My mind has not been terribly with me these last few weeks. I've got a good hold on the new direction I want Chosen II to go, but can't quite seem to generate the energy to consistently work on in. I'm sure this is at least partly the fault of Eve Online. I've stayed away from MMORPG every since I screwed up and let me Ultima Online account die (a good thing), but decided lately that some sort of online game would be a good distraction. Tried City of Villians and quickly discovered it was a complete waste of time. Decided there was no way in hell I'd join the global geek community on WOW, so I found Eve Online. This game is everything an SF game should be. Since Oz is such a major brownshirt, he'd probably dig this game. Tens of thousands of planets, only one massive server (the only MMORP to use a supercomputer), and hundreds of skills. The only thing it is missing to many of the MMORP crowd is a personal touch. You spend all your time in a ship and only ever see your characters face on the character sheet.
I've been playing a couple months and have varied between complete enjoyment and indifference. Suffice it to say I've like it enough to get two accounts so I could have to different types of characters. You can have three characters for each account, but you can only develope one at a time. One guy in the online corporation I belong to has six.
Anyway, there are two things that keep me coming back.
1) the utterly freeform play aspect. There are mission available and such, but you don't have to do any of them. There is money to be made by killing rats (npc pirates), kill pirates (pc pirates) for sometimes huge bountys, mining and refining, exploring, you name it. Fascinatingly libertarian world. There are even PCs running a weekly lottery.
2) player based economy. SWG could only dream of this level of player based economy. The system only provides base bpo (blue print originals), asteroids for raw materials, and rats to kill for some bounty money. Every other item and ship is researched, built, and sold by players!
Anyway, it's a huge waste of time but I'm hooked for now. Most nights its only a few minutes to log on and change skill development, but lately i've fallen in with a group that is trying to move into what is called 0.0 space, or the deadliest of the PVP (player versus player) zones. I've gotten a reputation as a devil-may-care type so I'm tasked with the exploration. I do have the knack of escaping and talking myself out of nasty situations, so what the hell. Anway, if you're interested, you can check it out at eve-online.com. The game is actually almost four years old and continues to grow. Client download is free, as is a two week trial account (the first taste is always free).
On the home front Patrick went back to school after 'winter break' finally.

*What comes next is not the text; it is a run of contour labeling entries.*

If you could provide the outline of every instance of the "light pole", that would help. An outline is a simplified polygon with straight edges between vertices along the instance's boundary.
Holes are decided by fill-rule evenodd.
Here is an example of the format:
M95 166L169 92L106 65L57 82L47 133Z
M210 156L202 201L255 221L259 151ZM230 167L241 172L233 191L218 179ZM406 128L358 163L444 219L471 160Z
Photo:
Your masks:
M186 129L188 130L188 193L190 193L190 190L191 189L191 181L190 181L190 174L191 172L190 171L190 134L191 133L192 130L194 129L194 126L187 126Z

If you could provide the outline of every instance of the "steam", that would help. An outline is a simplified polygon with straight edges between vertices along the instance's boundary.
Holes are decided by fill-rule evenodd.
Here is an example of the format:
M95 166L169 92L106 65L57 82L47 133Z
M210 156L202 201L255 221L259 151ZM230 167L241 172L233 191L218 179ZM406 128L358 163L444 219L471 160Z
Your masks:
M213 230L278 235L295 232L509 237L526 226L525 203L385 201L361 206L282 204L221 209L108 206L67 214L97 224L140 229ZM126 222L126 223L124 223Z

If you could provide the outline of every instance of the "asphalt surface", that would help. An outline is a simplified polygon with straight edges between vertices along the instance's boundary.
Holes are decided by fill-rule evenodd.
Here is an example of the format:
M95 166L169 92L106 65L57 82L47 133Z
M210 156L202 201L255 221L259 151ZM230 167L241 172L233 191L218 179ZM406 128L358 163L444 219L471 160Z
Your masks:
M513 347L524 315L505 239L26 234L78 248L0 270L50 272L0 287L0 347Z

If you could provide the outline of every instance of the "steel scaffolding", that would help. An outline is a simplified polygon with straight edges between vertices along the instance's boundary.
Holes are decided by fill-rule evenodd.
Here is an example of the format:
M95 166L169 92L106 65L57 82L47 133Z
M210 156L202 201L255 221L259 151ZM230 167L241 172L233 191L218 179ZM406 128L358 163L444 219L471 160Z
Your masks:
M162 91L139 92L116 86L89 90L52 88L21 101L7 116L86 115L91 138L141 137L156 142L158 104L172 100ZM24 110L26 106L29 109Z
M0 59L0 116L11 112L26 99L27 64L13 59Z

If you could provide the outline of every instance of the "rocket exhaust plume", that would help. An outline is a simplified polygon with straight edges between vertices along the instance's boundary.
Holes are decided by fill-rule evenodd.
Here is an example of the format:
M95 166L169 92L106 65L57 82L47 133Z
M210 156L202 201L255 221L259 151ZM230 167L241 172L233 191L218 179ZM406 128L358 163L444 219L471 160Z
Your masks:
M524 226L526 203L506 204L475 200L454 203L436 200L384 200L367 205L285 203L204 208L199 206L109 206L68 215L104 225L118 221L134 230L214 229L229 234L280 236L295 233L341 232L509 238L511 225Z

He was developing an attitude anyway. I love the hell out of that boy, but I dread the onset of hair and yelling. Joy continues to hate her job. She's in a zone of acceptance, but we've lately considered an option that might involve her being able to leave that sort of work for another. All I'm going to say is that it would involve a surgical procedure.
We bought a new trailer last weekend! We fell in love with our old pop-up trailer in Indiana. I got it for like $200 and rebuilt it myself (Joy helped with the canvas, of course), and was bummed when we left it behind in the move to Texas. Well, I got a super x-mas bonus from my job ($1500!!!! almost fell over) and found a similarly priced trailer in Austin. What better present for the family than camping fun?
So we went through a minor drama that ended up in my Wrangler having a trailer hitch and the turn signals no longer working (don't ask). The plan had been for Joy's Cherokee to be the primary towing vehicle, but she has a customized bumper and Uhaul got cold feet.
Anyway, we went down on Sunday last to check it out and was quite impressed. It's a 1996 Skamper pop-up. Its in excellent shape compared to our old one, but obviously a ten year old RV. We could camp in it now if we wanted to (a big improvement, it took me two months to make the old one usable). There are only three little areas of maintenance. A small hole in the canvas in the front, a broken door lock, and a missing hatch over the front storage compartment. All told its about two hours work on the weekend. Now I can't wait to go camping when the weather improves, which down here is about a month. Usually by mid February the weather is in the 60's to low 70's. Whoot!
Well, that's all that's going on. My new years resolution was to spend a little less time online, and a little more typing.

1 Comments:

Blogger Oz said...

I actually played EVE Online for a bit. It has some interesting innovations, like the skill gain system. I probably didn't get hooked for the reason you mentioned, the lack of "personal" identity and interaction, plus when I tried it I was playing SWG also.

I've since kicked the MMO habit... though I am signed up for the Age of Conan and Lord of the Ring Online betas.